I have a pyspark job that is distributed in multiple code files in this structure:
flexible_clendar
- Cache
- redis_main.py
- Helpers
- helpers.py
- Spark
- spark_main.py
- main.py
In the 'main.py' I'm using the functions from 'helpers.py', 'redis_main.py', etc...
The 'flexible_calendar' folder is uploaded in S3 bucket, so that the EMR could run the code from it.
Iv'e created an EMR cluster that is bootstraped with all the needed packages and it is working if I'm running a simple-one file code (from s3) with all the functions in it:
The problem is when I'm trying to use the distributed file structure the code fails, because it doesn't recognize the files from 'helpers.py', 'spark_main', etc... like so:
I've tried multiple configurations in the 'Step Arguments' field which none of them worked, such as:
Arguments: spark-submit --deploy-mode cluster s3://flexible-calendar/flexible-calendar-emr
Arguments: spark-submit --deploy-mode cluster s3://flexible-calendar/flexible-calendar-emr/Cache/redis_main.py s3://flexible-calendar/flexible-calendar-emr/Helpers/helpers.py s3://flexible-calendar/flexible-calendar-emr/Spark/spark_main.py s3://flexible-calendar/flexible-calendar-emr/main.py
Arguments: spark-submit --deploy-mode cluster --class s3://flexible-calendar/flexible-calendar-emr s3://flexible-calendar/flexible-calendar-emr/main.py
Arguments: spark-submit --deploy-mode cluster --class s3://flexible-calendar/main_one.py
Also:
Arguments: spark-submit --py-files s3://flexible-calendar/flexible-calendar-emr.zip
Arguments: spark-submit --deploy-mode --py-files s3://flexible-calendar/flexible-calendar-emr.zip
Arguments: spark-submit --py-files s3://flexible-calendar/flexible-calendar-emr.zip --deploy-mode cluster s3://flexible-calendar/flexible-calendar-emr/Spark/spark_main.py
Arguments: spark-submit --deploy-mode cluster s3://flexible-calendar/flexible-calendar-emr/Spark/spark_main.py --py-files s3://flexible-calendar/flexible-calendar-emr.zip
and more...
Hope someone could help,
Thanks.
CodePudding user response:
Quoting from Spark Documentation:
For Python, you can use the --py-files argument of spark-submit to add .py, .zip or .egg files to be distributed with your application.
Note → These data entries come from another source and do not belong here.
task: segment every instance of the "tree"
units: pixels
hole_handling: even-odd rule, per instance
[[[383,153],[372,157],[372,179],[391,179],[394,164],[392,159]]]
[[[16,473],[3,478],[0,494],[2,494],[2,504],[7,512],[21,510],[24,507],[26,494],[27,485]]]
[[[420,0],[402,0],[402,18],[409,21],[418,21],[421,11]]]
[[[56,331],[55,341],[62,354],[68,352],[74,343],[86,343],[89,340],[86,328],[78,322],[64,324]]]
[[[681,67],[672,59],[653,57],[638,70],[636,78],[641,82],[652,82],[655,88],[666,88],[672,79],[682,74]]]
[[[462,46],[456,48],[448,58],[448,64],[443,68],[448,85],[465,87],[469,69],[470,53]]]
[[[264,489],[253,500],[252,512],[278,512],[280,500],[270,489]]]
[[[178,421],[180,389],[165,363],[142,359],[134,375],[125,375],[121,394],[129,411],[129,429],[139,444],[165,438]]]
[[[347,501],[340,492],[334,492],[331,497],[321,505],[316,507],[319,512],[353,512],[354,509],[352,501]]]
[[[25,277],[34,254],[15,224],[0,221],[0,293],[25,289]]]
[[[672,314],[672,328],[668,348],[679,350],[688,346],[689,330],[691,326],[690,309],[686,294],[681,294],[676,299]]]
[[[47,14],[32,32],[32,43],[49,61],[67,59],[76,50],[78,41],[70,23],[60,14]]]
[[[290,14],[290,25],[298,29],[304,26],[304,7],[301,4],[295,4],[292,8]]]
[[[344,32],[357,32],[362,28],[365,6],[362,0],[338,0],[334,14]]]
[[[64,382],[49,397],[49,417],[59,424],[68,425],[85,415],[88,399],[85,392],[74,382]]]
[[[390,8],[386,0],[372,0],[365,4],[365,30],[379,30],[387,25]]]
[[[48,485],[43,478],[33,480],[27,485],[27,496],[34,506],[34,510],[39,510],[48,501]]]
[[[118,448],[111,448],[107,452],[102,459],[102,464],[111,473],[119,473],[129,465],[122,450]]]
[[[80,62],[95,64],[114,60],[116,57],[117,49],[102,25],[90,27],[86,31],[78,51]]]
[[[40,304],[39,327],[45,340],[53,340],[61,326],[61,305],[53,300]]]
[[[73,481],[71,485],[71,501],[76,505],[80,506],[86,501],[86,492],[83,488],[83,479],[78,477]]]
If you depend on multiple Python files we recommend packaging them into a .zip or .egg.
CodePudding user response:
So the zip file you have created needs to be added to the sys path inside the main.py.
if os.path.exists('flexible-calendar-emr.zip'):
sys.path.insert(0, 'flexible-calendar-emr.zip')
Let me know of this helps!